Выходит, вы никогда не читали всех этих бесчисленных разглагольствований? В таком случае прочтите их, а затем перейдите к моим депешам из Пруссии, Англии и Рима (не будем касаться столь досадившей вам войны в Испании, хотя она – главная моя заслуга на государственном поприще), сравните их со всеми прочими депешами, которые я только что перечислил, и, положа руку на сердце, скажите, какие из них больше утомили вас; скажите, сильно ли отличается моя работа от работы моих предшественников, скажите, уступаю ли я стародавним министрам и покойным послам в умении вникать в мелочи существенности?

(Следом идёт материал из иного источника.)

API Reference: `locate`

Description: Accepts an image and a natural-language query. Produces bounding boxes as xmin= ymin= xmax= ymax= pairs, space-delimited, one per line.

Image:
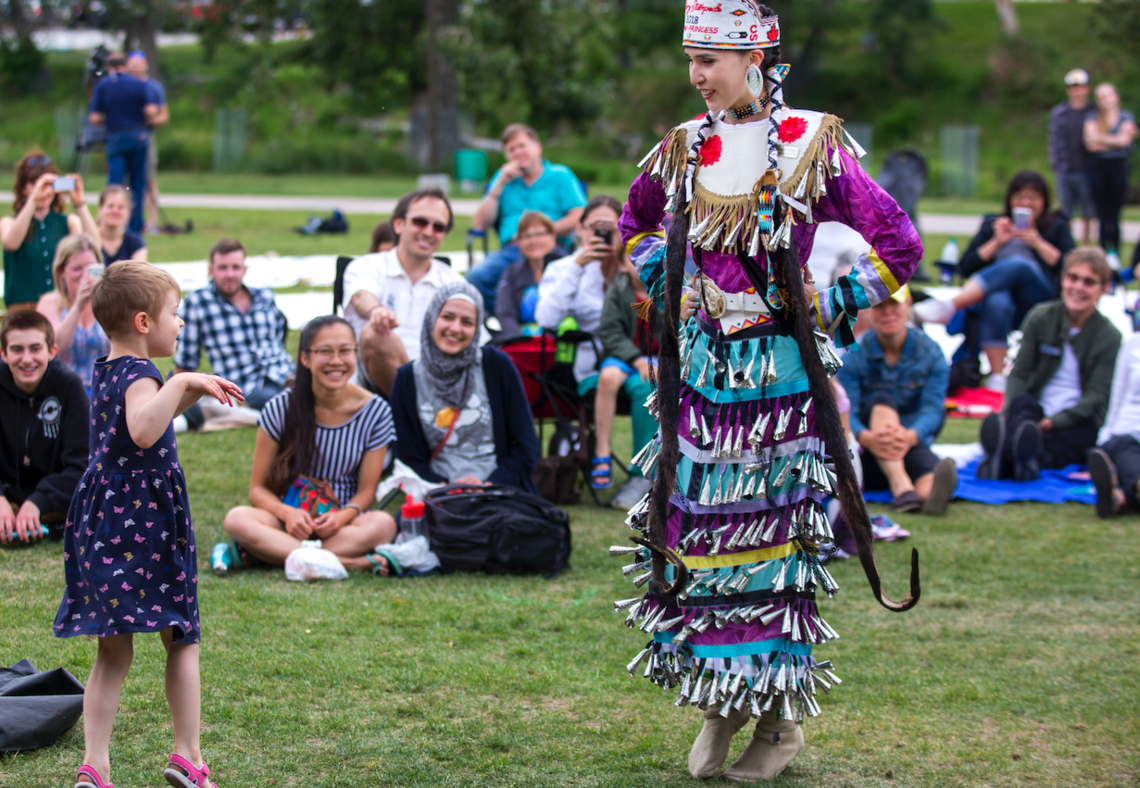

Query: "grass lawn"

xmin=1 ymin=411 xmax=1138 ymax=788
xmin=137 ymin=208 xmax=478 ymax=264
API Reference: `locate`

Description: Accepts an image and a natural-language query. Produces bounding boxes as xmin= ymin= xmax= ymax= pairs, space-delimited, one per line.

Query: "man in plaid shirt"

xmin=174 ymin=238 xmax=294 ymax=429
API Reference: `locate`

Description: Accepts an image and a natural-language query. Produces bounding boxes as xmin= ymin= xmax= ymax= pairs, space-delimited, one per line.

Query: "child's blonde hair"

xmin=91 ymin=260 xmax=180 ymax=339
xmin=52 ymin=233 xmax=103 ymax=309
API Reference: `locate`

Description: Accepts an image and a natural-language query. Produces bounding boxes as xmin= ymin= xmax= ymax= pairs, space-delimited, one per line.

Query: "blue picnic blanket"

xmin=864 ymin=461 xmax=1095 ymax=506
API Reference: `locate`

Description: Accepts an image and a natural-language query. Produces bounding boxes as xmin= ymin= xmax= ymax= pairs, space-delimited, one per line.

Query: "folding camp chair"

xmin=499 ymin=330 xmax=627 ymax=507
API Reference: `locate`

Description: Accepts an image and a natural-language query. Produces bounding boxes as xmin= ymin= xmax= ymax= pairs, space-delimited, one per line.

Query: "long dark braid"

xmin=644 ymin=112 xmax=717 ymax=596
xmin=769 ymin=200 xmax=920 ymax=612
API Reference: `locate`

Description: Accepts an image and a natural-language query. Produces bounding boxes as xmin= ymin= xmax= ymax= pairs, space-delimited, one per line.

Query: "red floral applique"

xmin=778 ymin=116 xmax=808 ymax=143
xmin=698 ymin=134 xmax=723 ymax=166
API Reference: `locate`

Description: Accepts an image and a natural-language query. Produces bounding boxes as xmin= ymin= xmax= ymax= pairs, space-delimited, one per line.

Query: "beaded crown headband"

xmin=682 ymin=1 xmax=780 ymax=50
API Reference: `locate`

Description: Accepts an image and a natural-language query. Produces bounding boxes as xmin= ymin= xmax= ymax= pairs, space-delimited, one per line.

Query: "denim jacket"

xmin=838 ymin=327 xmax=949 ymax=446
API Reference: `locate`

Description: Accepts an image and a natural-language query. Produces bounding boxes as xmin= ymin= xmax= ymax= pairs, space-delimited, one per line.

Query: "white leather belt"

xmin=699 ymin=278 xmax=771 ymax=319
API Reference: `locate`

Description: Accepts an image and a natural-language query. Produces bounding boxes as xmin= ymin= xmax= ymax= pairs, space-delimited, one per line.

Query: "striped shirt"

xmin=258 ymin=390 xmax=395 ymax=504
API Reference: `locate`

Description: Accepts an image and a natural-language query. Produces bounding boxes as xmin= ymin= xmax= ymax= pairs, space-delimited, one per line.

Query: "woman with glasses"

xmin=390 ymin=281 xmax=539 ymax=491
xmin=494 ymin=211 xmax=560 ymax=339
xmin=219 ymin=315 xmax=399 ymax=575
xmin=1 ymin=151 xmax=101 ymax=311
xmin=977 ymin=248 xmax=1120 ymax=482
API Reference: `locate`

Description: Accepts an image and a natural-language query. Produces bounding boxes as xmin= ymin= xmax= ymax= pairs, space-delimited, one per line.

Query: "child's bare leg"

xmin=161 ymin=627 xmax=204 ymax=766
xmin=82 ymin=633 xmax=134 ymax=782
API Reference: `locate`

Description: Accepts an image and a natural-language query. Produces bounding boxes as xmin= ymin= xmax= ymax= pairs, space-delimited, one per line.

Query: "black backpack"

xmin=423 ymin=484 xmax=572 ymax=578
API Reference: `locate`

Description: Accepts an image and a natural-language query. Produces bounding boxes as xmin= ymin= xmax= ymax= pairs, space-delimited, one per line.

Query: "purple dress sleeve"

xmin=619 ymin=171 xmax=670 ymax=297
xmin=809 ymin=145 xmax=924 ymax=339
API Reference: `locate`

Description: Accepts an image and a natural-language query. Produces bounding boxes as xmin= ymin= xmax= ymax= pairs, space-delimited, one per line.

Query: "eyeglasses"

xmin=307 ymin=347 xmax=357 ymax=361
xmin=408 ymin=216 xmax=448 ymax=234
xmin=517 ymin=230 xmax=553 ymax=241
xmin=1064 ymin=272 xmax=1103 ymax=288
xmin=25 ymin=155 xmax=52 ymax=168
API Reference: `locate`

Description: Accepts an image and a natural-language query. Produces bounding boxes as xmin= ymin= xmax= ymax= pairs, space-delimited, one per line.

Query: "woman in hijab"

xmin=390 ymin=281 xmax=539 ymax=492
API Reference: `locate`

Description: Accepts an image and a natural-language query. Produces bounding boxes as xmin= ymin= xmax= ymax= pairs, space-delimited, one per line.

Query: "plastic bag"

xmin=284 ymin=541 xmax=348 ymax=582
xmin=371 ymin=534 xmax=440 ymax=576
xmin=375 ymin=459 xmax=446 ymax=502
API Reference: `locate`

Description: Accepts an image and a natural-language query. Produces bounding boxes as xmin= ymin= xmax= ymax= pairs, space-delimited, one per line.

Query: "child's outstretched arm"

xmin=125 ymin=373 xmax=244 ymax=449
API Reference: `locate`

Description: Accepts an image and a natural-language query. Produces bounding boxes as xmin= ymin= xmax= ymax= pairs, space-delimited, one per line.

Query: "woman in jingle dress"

xmin=614 ymin=2 xmax=923 ymax=782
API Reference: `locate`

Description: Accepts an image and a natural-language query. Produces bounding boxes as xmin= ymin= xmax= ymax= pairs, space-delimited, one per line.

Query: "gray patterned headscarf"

xmin=418 ymin=280 xmax=485 ymax=409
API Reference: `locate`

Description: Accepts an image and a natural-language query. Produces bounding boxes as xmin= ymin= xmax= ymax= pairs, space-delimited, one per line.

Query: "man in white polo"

xmin=345 ymin=187 xmax=470 ymax=396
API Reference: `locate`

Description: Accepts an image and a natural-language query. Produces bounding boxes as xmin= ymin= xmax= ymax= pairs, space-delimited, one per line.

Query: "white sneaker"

xmin=986 ymin=374 xmax=1007 ymax=393
xmin=912 ymin=297 xmax=957 ymax=324
xmin=1107 ymin=251 xmax=1122 ymax=271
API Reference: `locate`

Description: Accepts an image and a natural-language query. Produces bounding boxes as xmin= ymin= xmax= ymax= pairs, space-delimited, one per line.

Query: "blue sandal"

xmin=591 ymin=456 xmax=613 ymax=489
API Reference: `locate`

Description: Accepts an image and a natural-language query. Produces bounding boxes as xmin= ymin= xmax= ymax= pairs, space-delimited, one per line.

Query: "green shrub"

xmin=0 ymin=35 xmax=47 ymax=96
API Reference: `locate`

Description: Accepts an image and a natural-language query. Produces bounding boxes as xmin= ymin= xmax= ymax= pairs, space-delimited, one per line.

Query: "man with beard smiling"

xmin=175 ymin=238 xmax=294 ymax=429
xmin=345 ymin=187 xmax=474 ymax=397
xmin=0 ymin=311 xmax=87 ymax=543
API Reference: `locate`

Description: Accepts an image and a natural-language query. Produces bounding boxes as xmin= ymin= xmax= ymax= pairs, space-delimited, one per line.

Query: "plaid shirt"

xmin=174 ymin=282 xmax=294 ymax=392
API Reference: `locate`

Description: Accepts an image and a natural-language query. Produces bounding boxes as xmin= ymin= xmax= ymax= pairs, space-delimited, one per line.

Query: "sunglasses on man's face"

xmin=407 ymin=216 xmax=448 ymax=234
xmin=1064 ymin=272 xmax=1103 ymax=288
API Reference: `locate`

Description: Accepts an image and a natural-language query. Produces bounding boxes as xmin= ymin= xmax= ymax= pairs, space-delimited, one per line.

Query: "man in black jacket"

xmin=0 ymin=311 xmax=88 ymax=543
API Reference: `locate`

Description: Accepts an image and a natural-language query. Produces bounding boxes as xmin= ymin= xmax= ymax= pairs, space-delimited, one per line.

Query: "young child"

xmin=53 ymin=261 xmax=243 ymax=788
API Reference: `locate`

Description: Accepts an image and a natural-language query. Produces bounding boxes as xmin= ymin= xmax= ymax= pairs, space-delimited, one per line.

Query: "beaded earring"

xmin=746 ymin=63 xmax=764 ymax=98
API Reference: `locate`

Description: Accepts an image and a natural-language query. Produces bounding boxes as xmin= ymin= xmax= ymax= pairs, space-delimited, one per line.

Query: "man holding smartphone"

xmin=88 ymin=52 xmax=160 ymax=233
xmin=467 ymin=124 xmax=587 ymax=312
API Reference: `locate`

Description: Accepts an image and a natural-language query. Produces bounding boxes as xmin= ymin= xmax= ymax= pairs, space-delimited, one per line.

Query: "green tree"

xmin=444 ymin=0 xmax=616 ymax=135
xmin=304 ymin=0 xmax=427 ymax=112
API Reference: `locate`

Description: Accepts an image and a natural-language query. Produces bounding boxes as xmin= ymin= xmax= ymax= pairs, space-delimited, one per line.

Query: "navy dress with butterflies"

xmin=54 ymin=356 xmax=200 ymax=644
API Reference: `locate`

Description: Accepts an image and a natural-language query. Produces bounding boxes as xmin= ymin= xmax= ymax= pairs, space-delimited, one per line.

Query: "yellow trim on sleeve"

xmin=868 ymin=247 xmax=900 ymax=295
xmin=812 ymin=291 xmax=826 ymax=331
xmin=682 ymin=541 xmax=796 ymax=569
xmin=626 ymin=229 xmax=666 ymax=257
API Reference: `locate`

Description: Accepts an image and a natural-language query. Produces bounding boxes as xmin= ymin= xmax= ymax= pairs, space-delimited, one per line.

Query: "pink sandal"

xmin=74 ymin=765 xmax=113 ymax=788
xmin=163 ymin=753 xmax=218 ymax=788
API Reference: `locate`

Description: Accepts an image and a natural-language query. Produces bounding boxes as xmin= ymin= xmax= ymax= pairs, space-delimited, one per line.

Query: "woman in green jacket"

xmin=978 ymin=247 xmax=1121 ymax=481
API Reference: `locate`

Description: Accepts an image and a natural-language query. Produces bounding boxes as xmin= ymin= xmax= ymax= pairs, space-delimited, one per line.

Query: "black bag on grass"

xmin=424 ymin=484 xmax=571 ymax=577
xmin=0 ymin=659 xmax=85 ymax=753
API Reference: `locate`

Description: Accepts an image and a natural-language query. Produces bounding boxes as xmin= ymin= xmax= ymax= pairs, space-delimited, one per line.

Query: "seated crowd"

xmin=4 ymin=133 xmax=1139 ymax=553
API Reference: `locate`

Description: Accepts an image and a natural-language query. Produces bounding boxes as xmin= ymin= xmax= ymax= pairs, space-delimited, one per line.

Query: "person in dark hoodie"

xmin=0 ymin=310 xmax=88 ymax=543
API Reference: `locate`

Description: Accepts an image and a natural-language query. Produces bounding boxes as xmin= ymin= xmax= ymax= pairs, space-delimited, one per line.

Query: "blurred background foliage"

xmin=0 ymin=0 xmax=1137 ymax=199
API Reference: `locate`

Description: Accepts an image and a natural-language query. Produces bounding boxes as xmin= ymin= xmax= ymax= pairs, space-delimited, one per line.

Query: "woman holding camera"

xmin=36 ymin=234 xmax=110 ymax=392
xmin=1 ymin=151 xmax=101 ymax=311
xmin=914 ymin=170 xmax=1073 ymax=391
xmin=534 ymin=195 xmax=627 ymax=487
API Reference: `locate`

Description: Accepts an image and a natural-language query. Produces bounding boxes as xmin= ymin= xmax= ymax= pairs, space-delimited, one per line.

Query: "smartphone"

xmin=1012 ymin=207 xmax=1032 ymax=230
xmin=52 ymin=176 xmax=76 ymax=193
xmin=86 ymin=263 xmax=105 ymax=279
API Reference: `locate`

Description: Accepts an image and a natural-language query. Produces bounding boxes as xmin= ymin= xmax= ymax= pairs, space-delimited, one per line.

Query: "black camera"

xmin=594 ymin=228 xmax=613 ymax=245
xmin=86 ymin=45 xmax=108 ymax=88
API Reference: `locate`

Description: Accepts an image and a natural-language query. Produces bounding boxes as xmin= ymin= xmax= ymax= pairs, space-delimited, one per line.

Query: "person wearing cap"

xmin=614 ymin=1 xmax=923 ymax=782
xmin=838 ymin=285 xmax=956 ymax=514
xmin=88 ymin=51 xmax=160 ymax=233
xmin=125 ymin=50 xmax=169 ymax=236
xmin=1050 ymin=69 xmax=1095 ymax=246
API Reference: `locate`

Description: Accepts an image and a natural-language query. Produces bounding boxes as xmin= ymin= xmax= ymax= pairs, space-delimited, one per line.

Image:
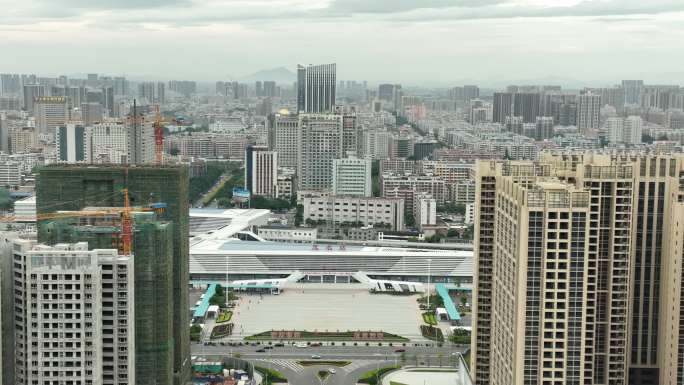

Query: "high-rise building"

Прежде всего вы увидите, что ничто не ускользает от моего внимания: я не упускаю из виду ни Решид‑пашу, ни г‑на де Блакаса *; я ревностно отстаиваю свои посольские права и привилегии, я держусь хитро и двулично (а это важнейшее достоинство!), и хитрость моя так велика, что я не отвечаю на письмо г‑ну Фунхалю, чье положение ненадежно, но из коварной вежливости наношу ему визит, чтобы ублаготворить его, не оставив, однако, в его руках ни единой полученной от меня строчки. В разговорах с кардиналами Бернетти и Альбани, двумя государственными секретарями, у меня не вырывается ни одного неосторожного слова; я не гнушаюсь и мелочами: я навожу порядок в бумагах французов, живущих в Риме, и заложенные мною основы сохраняются по сю пору. Орлиным взором я прозреваю противозаконность договора, заключенного в Трините‑дю‑Мон между Папской областью и послами Лавалем и Блакасом – договора, который ни одна из сторон не имела права заключать *. Затем я воспаряю в сферы высшей дипломатии и, не имея, впрочем, никаких указаний от министра иностранных дел, беру на себя смелость дать отвод одному из кардиналов, чтобы не увидеть на папском престоле ставленника Австрии. Я добываю тайные протоколы конклава: никакому другому послу это не удалось бы; день за днем я шлю на родину списки кардиналов с результатами голосования. Я не забываю и о родственниках Бонапарта; я не оставляю надежды умелым обхождением добиться от кардинала Феша отказа от звания лионского архиепископа. Стоит какому‑либо карбонарию начать готовить новый заговор, я немедля узнаю об этом и определяю, насколько правдивы слухи о готовящемся бунте; стоит какому‑либо аббату начать плести интриги, я немедля узнаю об этом и разрушаю планы тех, кто желал поссорить кардиналов с французским послом. Наконец, я выясняю, что кардинал Латиль доверил главному исповеднику некую важную тайну. Довольны ли вы? Согласны ли, что перед вами – человек, знающий свое дело? В таком случае я сознаюсь вам, что эта дипломатическая поденщина не стоила мне никакого труда, что я разделывался с нею, как любой самый заурядный посол; так простак крестьянин в Нижней Нормандии шьет штаны, пася овец: моими овцами были мои грезы.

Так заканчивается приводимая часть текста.